Romulo Larrea : Suivre la danse, et le chef
Musique

Romulo Larrea : Suivre la danse, et le chef

Romulo Larrea est devenu un ambassadeur du tango au Québec. Son ensemble et lui semblent au sommet de leur art, et même New York leur ouvre ses portes. Le chef est en feu.

S’attaquer à l’histoire du tango n’est pas une mince affaire. Caractérisé par la danse et marqué par des figures emblématiques comme le chanteur Carlos Gardel et le chef d’orchestre Aníbal Troilo, ce style musical a connu son lot de mutations au courant du siècle dernier avec Astor Piazzolla, connu de tous. Le bandonéoniste Romulo Larrea et son ensemble ont mis la main à la pâte pour nous concocter une rétrospective audacieuse. Quinze disques au total qui ont jalonné la direction artistique de l’orchestre au courant des 20 dernières années.

Après ce périple musical, Larrea se montre aujourd’hui toujours aussi passionné du tango, sa vocation. Né à Montevideo, capitale de l’Uruguay, où il a commencé sa carrière de musicien, il constate à quel point son orchestre a fait du chemin depuis sa création dans les années 80. "On garde en mémoire d’où on vient et à quel point on n’avait rien, constate-t-il. Maintenant, cet ensemble créé au Québec est invité à Broadway pour faire une création au Town Hall Theatre!"

"Tu sais, je ne me plains pas! ajoute-t-il. J’ai connu Astor Piazzolla quand j’étais étudiant. J’ai constaté à quel point il a eu la vie difficile à Buenos Aires. C’est incroyable le nombre d’épreuves qu’il a vécues! J’ai encore des originaux de Piazzolla chez moi. C’est très précieux, car ces partitions témoignent des conditions de travail du compositeur. Il utilisait des partitions usagées qu’un ami copiste au Philharmonique de Buenos Aires récupérait pour lui. Astor Piazzolla n’avait pas de moyens et il nous a laissé une oeuvre incroyable!"

Avec son nouveau spectacle Pleins feux sur le tango, qu’il donne en compagnie de sa fille Verónica Larc (chant et guitare) et de trois couples de danseurs professionnels, le chef d’orchestre a le sentiment de nous montrer son ensemble au sommet de son art. Une entreprise presque familiale, dont il guide l’évolution avec rigueur. "Il y a un mot très puissant qui définit notre marketing: tango, indique-t-il. Mais on ne veut pas que les gens soient devant un cliché. Ce public doit être ouvert au dépaysement. Il y a certains solistes, issus de la musique classique, qui pensent que le tango, c’est une joke! Ceux-là, je ne veux pas les connaître. Ceux avec qui je travaille, ils constatent rapidement qu’il n’y a pas de place pour l’improvisation. Cette musique, elle doit surprendre le public, pas moi! Les arrangements que je fais ne laissent pas de place aux solistes qui veulent parader en solo."
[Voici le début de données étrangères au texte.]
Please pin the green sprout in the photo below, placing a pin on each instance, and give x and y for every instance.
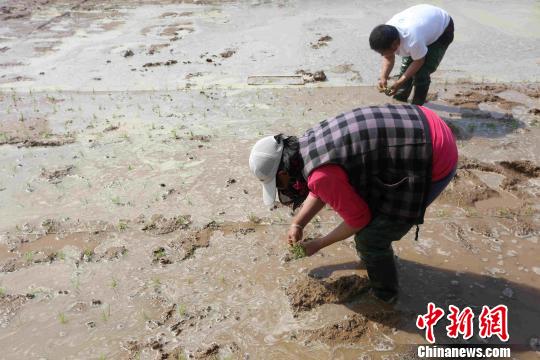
(62, 318)
(29, 256)
(114, 283)
(106, 313)
(297, 251)
(181, 310)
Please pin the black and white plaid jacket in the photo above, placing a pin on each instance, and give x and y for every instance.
(385, 150)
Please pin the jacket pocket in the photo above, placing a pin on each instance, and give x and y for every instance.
(390, 181)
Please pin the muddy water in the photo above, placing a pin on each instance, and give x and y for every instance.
(210, 276)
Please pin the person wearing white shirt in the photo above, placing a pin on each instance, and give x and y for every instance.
(420, 35)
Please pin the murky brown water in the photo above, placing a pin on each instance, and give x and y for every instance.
(131, 228)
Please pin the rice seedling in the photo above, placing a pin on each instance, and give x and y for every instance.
(297, 251)
(62, 318)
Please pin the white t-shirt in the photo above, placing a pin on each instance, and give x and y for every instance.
(418, 27)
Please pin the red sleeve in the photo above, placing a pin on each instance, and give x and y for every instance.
(331, 184)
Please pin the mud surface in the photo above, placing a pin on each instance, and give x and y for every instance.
(131, 228)
(309, 293)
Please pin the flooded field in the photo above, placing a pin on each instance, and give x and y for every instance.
(131, 227)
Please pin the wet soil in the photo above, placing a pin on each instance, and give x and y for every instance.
(204, 278)
(308, 293)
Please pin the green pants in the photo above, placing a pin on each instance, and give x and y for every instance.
(374, 246)
(374, 242)
(422, 79)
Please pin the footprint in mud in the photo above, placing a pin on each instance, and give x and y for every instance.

Ce fin arrangeur, qui cultive aussi le rêve de faire un opéra en tango (tel que l’imaginait Piazzolla), est un puriste. Pour lui, cet art est un ensemble de composantes qu’il faut manipuler avec soin. "Le tango, c’est un tableau. On doit faire un exercice de synthèse très pointu. En quatre minutes, on se retrouve parfois avec cinq variations différentes sur un même thème! Et on compose avec des danseurs qui, eux, donnent au public une vision humaine de cette musique. En tant que musiciens, nous devons être honorés de jouer pour ces danseurs."